Standing, he examined his progress. It was good, perhaps the best he ever accomplished, but it was far from finished. One misjudged stroke and the whole thing could be ruined. The placement of the furthest front leg was difficult, but he struggled through. The powerful neck where it rolled and joined the crux of the jaw was the finest he ever achieved, he was positive. Flaring nostrils, the bridge of its nose, fierce eyes and pricked ears followed shortly. Ian considered placing a saddle, harness and bit on the animal, or even a rider, but he opted not to. He was not the best at drawing people’s faces and was afraid he would spoil the horse. Besides, in Ian’s mind he was the riderless horse running free over a lush grass land. The last of the outlines were slashes of a pink ruffled mane and wild strands of tail hair. His chalk was dwindling fast. He hoped he had enough to complete the shading of the animal’s to add power to its form. With the last of his chalk he managed to lightly etch the grasslands the horse was galloping over. It was finished.

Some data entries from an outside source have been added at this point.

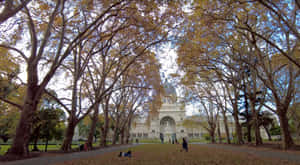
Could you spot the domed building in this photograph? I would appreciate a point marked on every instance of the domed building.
(168, 123)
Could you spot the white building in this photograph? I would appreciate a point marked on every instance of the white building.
(168, 123)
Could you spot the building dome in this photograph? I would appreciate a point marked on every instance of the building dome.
(170, 95)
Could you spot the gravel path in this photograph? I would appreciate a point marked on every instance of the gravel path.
(48, 160)
(282, 155)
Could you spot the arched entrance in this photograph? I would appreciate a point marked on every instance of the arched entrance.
(168, 128)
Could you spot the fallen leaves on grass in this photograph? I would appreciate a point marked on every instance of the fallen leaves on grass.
(165, 154)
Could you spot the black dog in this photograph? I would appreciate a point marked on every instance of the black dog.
(125, 154)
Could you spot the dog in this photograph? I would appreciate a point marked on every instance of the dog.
(125, 154)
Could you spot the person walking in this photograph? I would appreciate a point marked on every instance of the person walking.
(185, 144)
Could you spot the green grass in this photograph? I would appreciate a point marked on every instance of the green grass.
(41, 147)
(3, 149)
(168, 154)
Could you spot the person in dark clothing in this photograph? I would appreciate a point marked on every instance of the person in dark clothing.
(184, 145)
(125, 154)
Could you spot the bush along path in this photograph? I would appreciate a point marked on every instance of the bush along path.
(48, 160)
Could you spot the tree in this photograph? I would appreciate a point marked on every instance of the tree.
(11, 7)
(45, 35)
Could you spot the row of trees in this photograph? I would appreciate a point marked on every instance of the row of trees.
(243, 51)
(100, 53)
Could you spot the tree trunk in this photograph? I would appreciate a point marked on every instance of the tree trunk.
(226, 127)
(122, 136)
(22, 137)
(89, 141)
(104, 130)
(287, 141)
(115, 135)
(212, 136)
(219, 133)
(128, 129)
(37, 132)
(46, 147)
(66, 146)
(249, 139)
(268, 133)
(238, 129)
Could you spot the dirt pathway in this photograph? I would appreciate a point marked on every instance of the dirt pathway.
(48, 160)
(260, 152)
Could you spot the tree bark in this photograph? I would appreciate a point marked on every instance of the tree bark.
(268, 133)
(66, 146)
(287, 141)
(212, 136)
(104, 129)
(226, 127)
(89, 141)
(22, 137)
(238, 129)
(258, 139)
(219, 133)
(128, 129)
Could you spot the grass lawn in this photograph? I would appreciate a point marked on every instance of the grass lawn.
(4, 148)
(168, 154)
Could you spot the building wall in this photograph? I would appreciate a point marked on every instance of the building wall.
(141, 130)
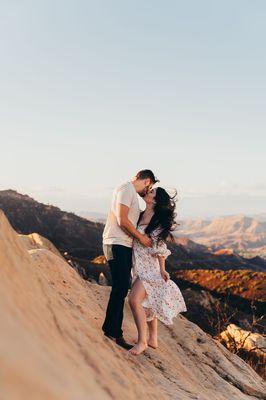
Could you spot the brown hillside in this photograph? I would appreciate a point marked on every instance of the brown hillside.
(51, 346)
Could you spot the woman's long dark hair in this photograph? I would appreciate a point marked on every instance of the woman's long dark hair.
(164, 215)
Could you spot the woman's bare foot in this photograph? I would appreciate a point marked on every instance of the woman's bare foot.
(153, 342)
(138, 349)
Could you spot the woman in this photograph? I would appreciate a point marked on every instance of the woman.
(153, 295)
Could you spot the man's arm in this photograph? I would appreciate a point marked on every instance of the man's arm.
(128, 227)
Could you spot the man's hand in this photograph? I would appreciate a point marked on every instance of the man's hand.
(145, 240)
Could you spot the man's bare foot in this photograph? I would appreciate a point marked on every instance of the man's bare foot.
(138, 349)
(153, 342)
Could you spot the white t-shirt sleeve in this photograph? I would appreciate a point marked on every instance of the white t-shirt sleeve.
(124, 196)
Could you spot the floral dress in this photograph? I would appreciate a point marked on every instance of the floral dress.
(164, 299)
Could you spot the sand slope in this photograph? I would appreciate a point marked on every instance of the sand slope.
(51, 346)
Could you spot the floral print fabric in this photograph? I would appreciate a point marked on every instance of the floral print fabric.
(164, 300)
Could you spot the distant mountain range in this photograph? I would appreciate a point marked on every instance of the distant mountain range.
(81, 239)
(238, 233)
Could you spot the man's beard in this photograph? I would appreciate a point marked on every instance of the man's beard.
(143, 193)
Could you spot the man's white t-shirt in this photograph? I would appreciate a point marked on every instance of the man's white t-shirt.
(124, 194)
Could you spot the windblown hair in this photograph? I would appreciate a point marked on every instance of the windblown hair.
(145, 174)
(164, 215)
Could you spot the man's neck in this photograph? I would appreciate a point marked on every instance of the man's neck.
(135, 184)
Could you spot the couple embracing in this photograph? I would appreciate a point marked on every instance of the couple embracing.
(134, 244)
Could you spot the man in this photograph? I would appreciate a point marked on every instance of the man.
(118, 234)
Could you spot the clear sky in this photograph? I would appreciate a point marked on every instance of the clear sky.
(93, 91)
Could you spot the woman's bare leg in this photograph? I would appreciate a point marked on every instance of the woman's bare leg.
(135, 298)
(153, 340)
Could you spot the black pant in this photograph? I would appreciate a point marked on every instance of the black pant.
(120, 268)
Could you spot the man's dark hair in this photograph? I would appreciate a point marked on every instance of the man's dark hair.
(147, 174)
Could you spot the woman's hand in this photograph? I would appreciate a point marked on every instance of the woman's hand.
(165, 275)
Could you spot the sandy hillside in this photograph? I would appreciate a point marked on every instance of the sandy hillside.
(51, 346)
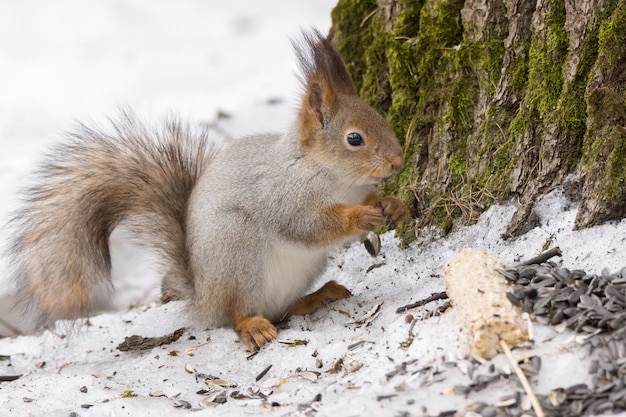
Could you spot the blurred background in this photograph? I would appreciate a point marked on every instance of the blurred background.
(224, 64)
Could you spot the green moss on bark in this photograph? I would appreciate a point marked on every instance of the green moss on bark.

Stiff limbed and covered in pink powder, he stood to take in his work. The light had faded since he begun. He had never been so absorbed in a drawing before, or so pleased with his efforts. Always, even with his favourite drawings at home¸ there were still things he wanted to change or never got quite right. This was by far the finest thing he ever did. He was so lost in his labour that he didn’t notice Pete and Clive standing to the side of the gates.
Embarrassed, he hung his head waiting for the slagging to begin, but it never did. His friends stared at him, before briefly exchanging a look at each other. ‘It’s bloody cool,’ Pete said sincerely.

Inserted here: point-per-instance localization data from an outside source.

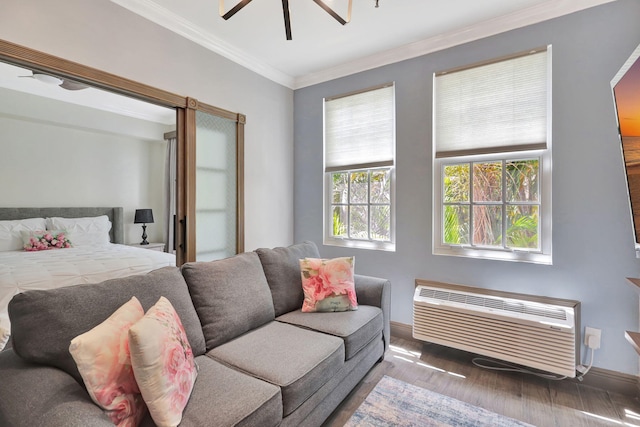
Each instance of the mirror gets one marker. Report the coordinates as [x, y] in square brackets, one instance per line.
[626, 95]
[66, 143]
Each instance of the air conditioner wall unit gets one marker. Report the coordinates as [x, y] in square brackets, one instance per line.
[538, 332]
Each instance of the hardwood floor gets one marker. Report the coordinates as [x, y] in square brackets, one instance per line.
[537, 401]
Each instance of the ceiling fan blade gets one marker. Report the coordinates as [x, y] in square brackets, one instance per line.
[72, 85]
[287, 18]
[331, 12]
[235, 9]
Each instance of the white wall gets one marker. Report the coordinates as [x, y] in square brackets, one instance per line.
[593, 244]
[48, 163]
[106, 36]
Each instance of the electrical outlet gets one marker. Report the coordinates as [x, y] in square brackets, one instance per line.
[592, 332]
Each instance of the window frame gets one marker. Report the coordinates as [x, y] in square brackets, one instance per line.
[544, 254]
[540, 256]
[328, 238]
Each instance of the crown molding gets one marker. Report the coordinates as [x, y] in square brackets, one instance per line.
[169, 20]
[533, 15]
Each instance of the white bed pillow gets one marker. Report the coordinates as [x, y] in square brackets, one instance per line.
[10, 237]
[85, 231]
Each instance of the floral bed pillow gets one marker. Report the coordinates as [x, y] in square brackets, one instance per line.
[103, 360]
[44, 240]
[328, 284]
[163, 363]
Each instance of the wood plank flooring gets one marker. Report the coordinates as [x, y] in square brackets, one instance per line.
[535, 400]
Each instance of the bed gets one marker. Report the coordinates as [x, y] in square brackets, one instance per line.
[100, 252]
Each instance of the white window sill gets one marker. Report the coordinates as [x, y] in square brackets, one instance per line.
[498, 255]
[361, 244]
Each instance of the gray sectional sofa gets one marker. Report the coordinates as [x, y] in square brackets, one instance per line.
[262, 362]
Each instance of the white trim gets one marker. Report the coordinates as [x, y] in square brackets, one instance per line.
[541, 12]
[533, 15]
[169, 20]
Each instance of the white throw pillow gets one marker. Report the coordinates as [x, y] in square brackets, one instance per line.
[85, 231]
[10, 237]
[103, 360]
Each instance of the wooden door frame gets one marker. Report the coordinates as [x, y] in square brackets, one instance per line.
[189, 159]
[185, 131]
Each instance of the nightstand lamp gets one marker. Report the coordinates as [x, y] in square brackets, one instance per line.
[144, 217]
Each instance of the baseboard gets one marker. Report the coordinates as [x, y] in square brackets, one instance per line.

Clive remained silent, but nodded his agreement. There was something about Clive’s expression Ian never saw before: a look of jealousy. It was right then the first splashes of rain began to fall.
Ian was certain Clive briefly grinned out of spite, but would never admit it. All three looked down silently as a heavy volley or rain bombarded onto his creation. Great splodges of pink erupted with each drop. Ian felt queasy. It was not fair, but he hadn’t time to dwell on it.
‘Ian? Ian, get in here before you catch you death. Tea’s just ready. Get in.’
As he plodded towards his home his mother continued, ‘What on earth happened to your clothes?’
His clothes were blemished in pink dust. Shrugging was the most he could manage. Words escaped him. The best thing he had ever achieved was getting washed away and all his mother cared about was his damn clothes.
‘Up them stairs with you, straight away, and have a wash before tea,’ she said as he stepped into the hallway. She let out a sigh of disapproval and shook her head as he passed her. ‘I only got them dry last night…. I don’t know?’ she muttered as he stomped up the stairs.
‘Ah, leave the boy alone,’ his father called from the kitchen. Ian didn’t wait to hear her reply. In his room, he stood by the window looking at the streams of pink trailing into the shore. A vanishing smudged outline was all that was left and that too would soon be gone along with his joy. Clive and Pete went running back to their homes and all other life in the cul-de-sac had fled. The Green was empty. Ian felt empty too. Closing the curtains, he tried his best not to look at the other pictures upon his wall. Ian undressed and tossed his clothes into the wash basket. A minor thud sounded as something landed on the floor. Bending down, he discovered one last piece of plaster had fallen from his pocket.
Ian snatched it up and buried it in the back of his draw. A slight smile crept across his face. He would ride another day.